Before they arrived from Vermont, I’d had an anxious moment when I told myself, I should stop at the store and get some supplies that they might enjoy—be the perfect hostess, of course. I did resist, and figured it would be more fun to stick with my New Year’s challenge to myself, and let the sprinkles land where they may in terms of hosting guests. Fortunately, they are appreciative of anything homemade, are flexible, and graciously support my creativity.

I extracted some frozen grape leaves, stuffed with cauliflower from my freezer, and made some lemon garlic wild rice with chopped up spinach (Spanakorizo) to complement the meal. I’d put on my winter gloves and dug deep to find spinach, as it is usually the first home grown veggie to go into my chest freezer in the spring, and subsequently, ends up at the bottom, buried.

Another evening we dined on winter squash chili over fried polenta. I made some applesauce chocolate cupcakes for dessert, which I over-filled with an apricot coconut mixture. They were a bit lumpy when I replaced the cutaway cone of cake to plug them up, but that did not ruin our experience in the least. The chocolate maple frosting covered them adequately.

For another meal, I combined tvp (a dry soy product) with baked puffball mushrooms which I had frozen in the fall, to make an unmeat loaf. A jar of my homegrown / homemade tomato sauce and ground flax seeds bound the ingredients together. We brought it to my housebound parents to share. They had no choice but to indulge, and hopefully to enjoy.

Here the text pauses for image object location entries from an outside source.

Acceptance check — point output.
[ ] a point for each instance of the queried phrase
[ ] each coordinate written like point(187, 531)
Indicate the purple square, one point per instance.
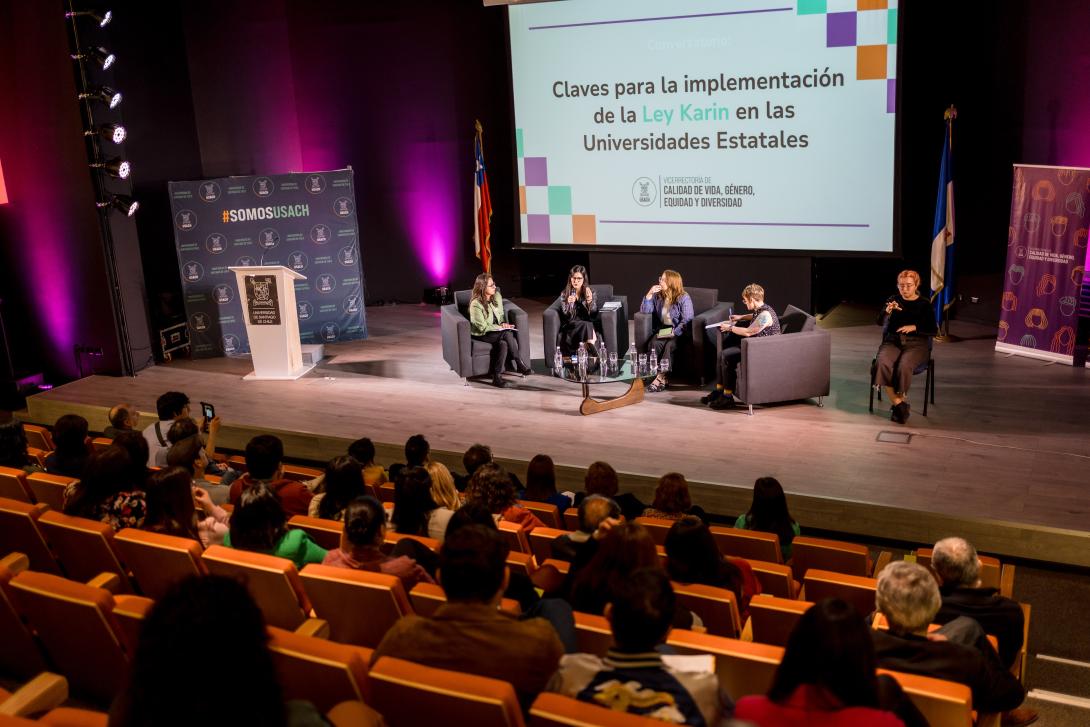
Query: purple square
point(536, 171)
point(840, 29)
point(537, 228)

For breakfast, we enjoyed apricot almond rice pudding, made with sweet rice, which is a bit chewier and gooey-er than simple brown rice. I used unsulfured apricots, which are not as pretty as the sulfured variety, but are as tasty. As a topping, I combined a bag of my homegrown peaches with arrowroot as thickener, cardamom powder, pear juice and a jar of locust blossom agave syrup which I had made in the spring and had canned. The light syrup has a slight floral aroma and flavor, which reminds you of early summer. The pendulous clusters of white blossoms dangling from black locust trees emit a fragrance which can overpower even an insensitive nose and that to me, smells aphrodisiacal.  



It seems that all we did was eat! And mostly healthy desserts.


This torte has an almond oat, maple crust. I layered maple glazed fruit over the leftover apricot coconut cupcake filling which I spread on the dough.

Guess I did not have to worry about feeding guests. Though, any spring time guests will definitely have a different experience dining with me, when all I have available is an abundance of homemade salsa and frozen nettles.

Ooo -da- lah-lie!, I just noticed three cans of organic coconut milk on my counter— a gift from appreciative family fairies I guess. The can label encourages, “Go ahead, conquer your quest for adventurous taste and find your inner Zen.”

When Emily and Tim leave on Sunday, I intend to continue my culinary adventures, and maybe that inner Zen will appear. Likely it will. Even if I dine alone.